JoyCaption: Alpha One Release

Following up on my previous article on JoyCaption (https://civitai.com/articles/7383?highlight=513741), training has completed with all the tweaks, so: Alpha One demo time.

The Demo

https://huggingface.co/spaces/fancyfeast/joy-caption-alpha-one

WARNING

⚠️ ⚠️ ⚠️ ⚠️ ⚠️ ⚠️ ⚠️ ⚠️ ⚠️

This is a preview release, a demo, alpha, highly unstable, not ready for production use, not indicative of the final product, may irradiate your cat, etc.

JoyCaption is still under development, but I like to release early and often to garner feedback, suggestions, and involvement from the community. So, here you go!

What's New

First and foremost, based on feedback, I expanded the dataset in various directions to hopefully improve: anime/video game character recognition, classic art, movie names, artist names, watermark detection, male nsfw understanding, and more.
Second, and perhaps most importantly, you can now control the length of captions JoyCaption generates! You'll find in the demo above that you can ask for a number of words (20 to 260 words), a rough length (very short to very long), or "Any" which gives JoyCaption free reign.
Third, you can now control whether JoyCaption writes in the same style as the Pre-Alpha release, which is very formal and clinical, or a new "informal" style, which will use such vulgar and non-Victorian words as "dong" and "chick".
Fourth, there are new "Caption Types" to choose from. "Descriptive" is just like the pre-alpha, purely natural language captions. "Training Prompt" will write random mixtures of natural language, sentence fragments, and booru tags, to try and mimic how users typically write Stable Diffusion prompts. It's highly experimental and unstable; use with caution. "rng-tags" writes only booru tags. It doesn't work very well; I don't recommend it. (NOTE: "Caption Tone" only affects "Descriptive" captions.)

The Details

Check my previous article for more details on what's been going on behind the scenes, but the short version is that I spent a long time trying to get Training Prompt mode working and failing miserably. It remains unstable and will tend to go haywire, going into a spiraling repetition loop. So while it kinda works sometimes, I can't recommend using it yet.

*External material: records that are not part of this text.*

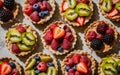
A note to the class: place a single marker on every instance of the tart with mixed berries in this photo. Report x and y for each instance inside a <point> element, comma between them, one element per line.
<point>21,39</point>
<point>78,63</point>
<point>59,38</point>
<point>9,66</point>
<point>39,11</point>
<point>100,36</point>
<point>110,65</point>
<point>41,64</point>
<point>76,12</point>
<point>110,9</point>
<point>8,11</point>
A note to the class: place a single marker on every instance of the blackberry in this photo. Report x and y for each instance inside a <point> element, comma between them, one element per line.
<point>96,44</point>
<point>108,38</point>
<point>6,15</point>
<point>9,4</point>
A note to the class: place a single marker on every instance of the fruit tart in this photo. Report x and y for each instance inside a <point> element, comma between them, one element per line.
<point>39,11</point>
<point>9,66</point>
<point>110,65</point>
<point>8,11</point>
<point>59,38</point>
<point>41,64</point>
<point>78,62</point>
<point>110,9</point>
<point>100,36</point>
<point>76,12</point>
<point>21,39</point>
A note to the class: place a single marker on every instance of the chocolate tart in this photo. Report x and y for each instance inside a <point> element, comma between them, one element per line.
<point>93,27</point>
<point>81,52</point>
<point>49,47</point>
<point>74,23</point>
<point>28,29</point>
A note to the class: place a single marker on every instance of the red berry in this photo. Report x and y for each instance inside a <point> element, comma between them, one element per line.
<point>28,10</point>
<point>20,28</point>
<point>42,66</point>
<point>91,35</point>
<point>34,16</point>
<point>15,48</point>
<point>54,44</point>
<point>66,44</point>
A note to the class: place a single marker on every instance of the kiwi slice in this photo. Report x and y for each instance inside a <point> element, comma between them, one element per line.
<point>107,5</point>
<point>28,38</point>
<point>71,14</point>
<point>83,9</point>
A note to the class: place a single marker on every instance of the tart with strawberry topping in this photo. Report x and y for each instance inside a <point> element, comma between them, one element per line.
<point>21,39</point>
<point>110,65</point>
<point>41,64</point>
<point>8,11</point>
<point>9,66</point>
<point>39,11</point>
<point>110,9</point>
<point>59,38</point>
<point>78,63</point>
<point>100,36</point>
<point>76,12</point>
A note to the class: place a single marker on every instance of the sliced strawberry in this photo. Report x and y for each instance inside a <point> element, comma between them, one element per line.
<point>64,6</point>
<point>58,32</point>
<point>82,67</point>
<point>81,21</point>
<point>113,12</point>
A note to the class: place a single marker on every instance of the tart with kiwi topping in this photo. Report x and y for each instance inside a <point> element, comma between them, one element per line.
<point>100,36</point>
<point>110,9</point>
<point>110,65</point>
<point>8,66</point>
<point>39,11</point>
<point>41,64</point>
<point>8,11</point>
<point>76,12</point>
<point>78,62</point>
<point>21,39</point>
<point>59,38</point>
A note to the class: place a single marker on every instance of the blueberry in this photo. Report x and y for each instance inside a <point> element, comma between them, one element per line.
<point>67,68</point>
<point>36,6</point>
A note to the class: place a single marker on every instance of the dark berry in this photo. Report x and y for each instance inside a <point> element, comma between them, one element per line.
<point>12,65</point>
<point>96,44</point>
<point>108,38</point>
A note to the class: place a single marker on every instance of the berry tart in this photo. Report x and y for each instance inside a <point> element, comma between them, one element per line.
<point>59,38</point>
<point>110,65</point>
<point>110,9</point>
<point>39,11</point>
<point>41,64</point>
<point>100,36</point>
<point>78,63</point>
<point>21,39</point>
<point>76,12</point>
<point>9,66</point>
<point>8,11</point>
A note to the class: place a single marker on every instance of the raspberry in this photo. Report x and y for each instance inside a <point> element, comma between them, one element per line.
<point>96,44</point>
<point>6,15</point>
<point>34,16</point>
<point>108,38</point>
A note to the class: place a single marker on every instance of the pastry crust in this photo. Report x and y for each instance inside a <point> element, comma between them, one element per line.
<point>46,18</point>
<point>12,60</point>
<point>114,18</point>
<point>39,54</point>
<point>115,56</point>
<point>93,26</point>
<point>81,52</point>
<point>49,47</point>
<point>28,29</point>
<point>73,22</point>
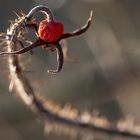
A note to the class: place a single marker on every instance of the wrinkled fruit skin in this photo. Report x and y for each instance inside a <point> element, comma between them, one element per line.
<point>50,31</point>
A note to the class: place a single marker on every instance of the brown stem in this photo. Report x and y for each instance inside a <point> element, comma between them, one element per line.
<point>36,44</point>
<point>78,31</point>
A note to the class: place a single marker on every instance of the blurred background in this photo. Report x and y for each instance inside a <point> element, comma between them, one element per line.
<point>105,74</point>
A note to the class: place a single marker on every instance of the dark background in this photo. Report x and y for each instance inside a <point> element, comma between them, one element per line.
<point>105,76</point>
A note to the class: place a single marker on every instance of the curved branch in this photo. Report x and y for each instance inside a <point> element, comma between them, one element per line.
<point>27,94</point>
<point>59,59</point>
<point>78,31</point>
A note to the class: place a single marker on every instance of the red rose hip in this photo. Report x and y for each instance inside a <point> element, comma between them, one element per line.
<point>50,31</point>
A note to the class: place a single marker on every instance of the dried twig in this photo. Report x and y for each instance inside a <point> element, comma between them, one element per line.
<point>22,86</point>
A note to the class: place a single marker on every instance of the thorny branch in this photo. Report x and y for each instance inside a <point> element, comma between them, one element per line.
<point>47,109</point>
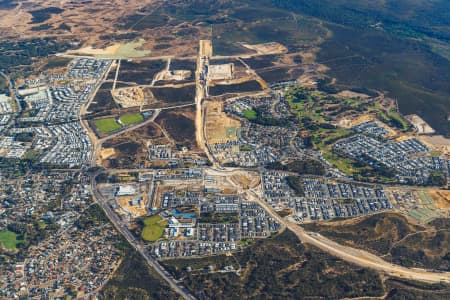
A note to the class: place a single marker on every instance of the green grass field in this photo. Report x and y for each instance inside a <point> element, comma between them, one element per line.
<point>154,228</point>
<point>250,114</point>
<point>8,239</point>
<point>106,125</point>
<point>129,119</point>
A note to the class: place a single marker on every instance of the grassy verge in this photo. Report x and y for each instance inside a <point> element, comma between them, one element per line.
<point>8,239</point>
<point>130,119</point>
<point>153,229</point>
<point>106,125</point>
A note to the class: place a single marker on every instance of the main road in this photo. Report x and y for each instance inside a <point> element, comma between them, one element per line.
<point>122,228</point>
<point>356,256</point>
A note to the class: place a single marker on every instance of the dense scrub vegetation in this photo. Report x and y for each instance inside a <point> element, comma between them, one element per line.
<point>394,237</point>
<point>135,280</point>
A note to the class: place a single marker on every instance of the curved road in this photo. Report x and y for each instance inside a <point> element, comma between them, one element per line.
<point>122,228</point>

Also it has picked up on some idiosyncrasies in the training data due to lack of data in that mode, so more work is needed anyway.

That said, I'm quite happy with the new length conditioning controls on Descriptive captions. They help a lot with reducing the verbosity of the captions. And for training Stable Diffusion models, you can randomly sample from the different caption lengths to help ensure that the model doesn't overfit to a particular caption length.

Caveats

As stated, Training Prompt mode is still not working very well, so use with caution. rng-tags mode is mostly just there to help expand the model's understanding, I wouldn't recommend actually using it.

Informal style is ... interesting. For training Stable Diffusion models, I think it'll be helpful because it greatly expands the vocabulary used in the captions. But I'm not terribly happy with the particular style it writes in. It very much sounds like a boomer trying to be hip. Also, the informal style was made by having a strong LLM rephrase half of the existing captions in the dataset; they were not built directly from the images they are associated with. That means that the informal style captions tend to be slightly less accurate than the formal style captions.

And the usual caveats from before. I think the dataset expansion did improve some things slightly like movie, art, and character recognition. OCR is still meh, especially on difficult to read stuff like artist signatures. And artist recognition is ... quite bad at the moment. I'm going to have to pour more classical art into the model to improve that. It should be better at calling out male NSFW details (erect/flaccid, circumcised/uncircumcised), but accuracy needs more improvement there.

Feedback

Please let me know what you think of the new features, if the model is performing better or worse for you, and anything else! Feedback, like before, is always welcome and crucial to helping me improve JoyCaption for everyone to use.